The case against Armstrong
Although the USADA officially charged Armstrong with doping in June of this year, it has been building a case against the retired cyclist for some time. According to the anti-doping agency, Armstrong did more than just use performance enhancing drugs, he also acted as a sort of facilitator for systematic doping within his teams. The USADA’s version of events has been corroborated by at least one of Armstrong’s former team mates, Floyd Landis, who himself was found guilty of doping and ultimately stripped of his 2006 Tour de France title.
In addition to Landis’ damning testimony, the anti-doping agency has said that at least 10 other of Armstrong’s former team mates and peers have agreed to testify in court that he used performance enhancing drugs while racing from 1999 to 2005. Yet aside from the USADA’s past claims to have blood samples dating back to 2009 and 2010 that are consistent with doping, the anti-doping agency has offered little concrete evidence against the now-retired cyclist.
In response to the USADA’s accusations, Armstrong has often highlighted the latter point, an argument he reiterated in his statement on Thursday.
“Regardless of what [USADA CEO] Travis Tygart says, there is zero physical evidence to support his outlandish and heinous claims”, Armstrong said.
Despite Armstrong’s insistence that he is the victim of a “witch hunt”, there are some who may feel the same as Fahey and perceive his decision to not pursue case as a tacit admission of guilt.
“It’s unusual that as a man who has made a career as a fighter, he has chosen not to fight, and some people will see that as an admission, while others will believe the reasons he has given”, Robson said.
With the case against Armstrong far from resolved, it remains to be seen whether the accusations against one of cycling’s most famous riders will hurt the sport in the long run.

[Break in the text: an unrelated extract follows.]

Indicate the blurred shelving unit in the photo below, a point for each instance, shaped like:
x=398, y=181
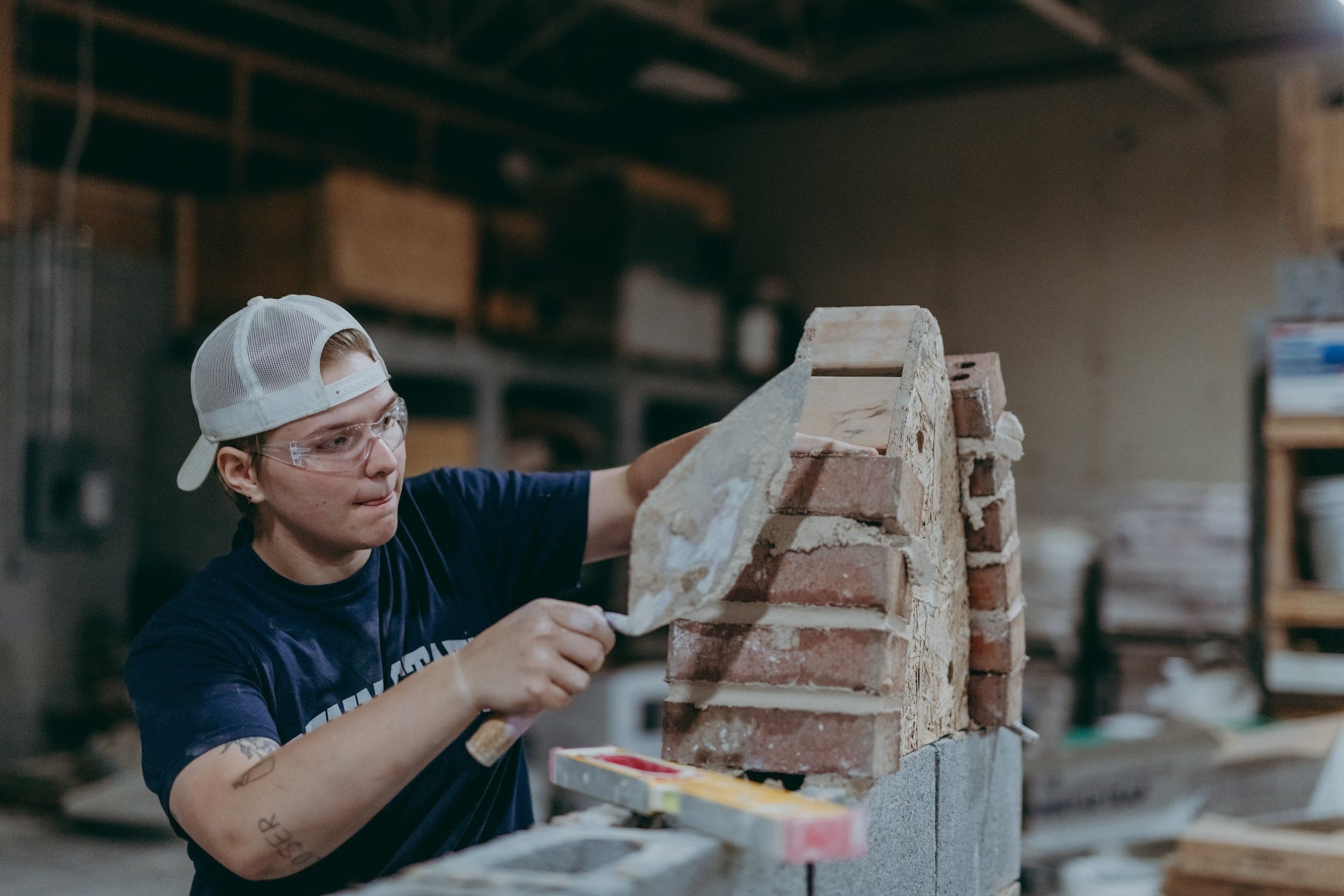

“Although Lance Armstrong goes beyond the sport, it may just be a case of just one more rider being found out. I don’t think that has to impact the sport, but then again, that all depends on how it is handled”, Robson said.
“If they try to bury it, people outside the sport, and maybe inside as well, will feel as though nothing’s changed. If they do address [the issue], it could draw a line in the sand and pave the way for a brighter future”, he added.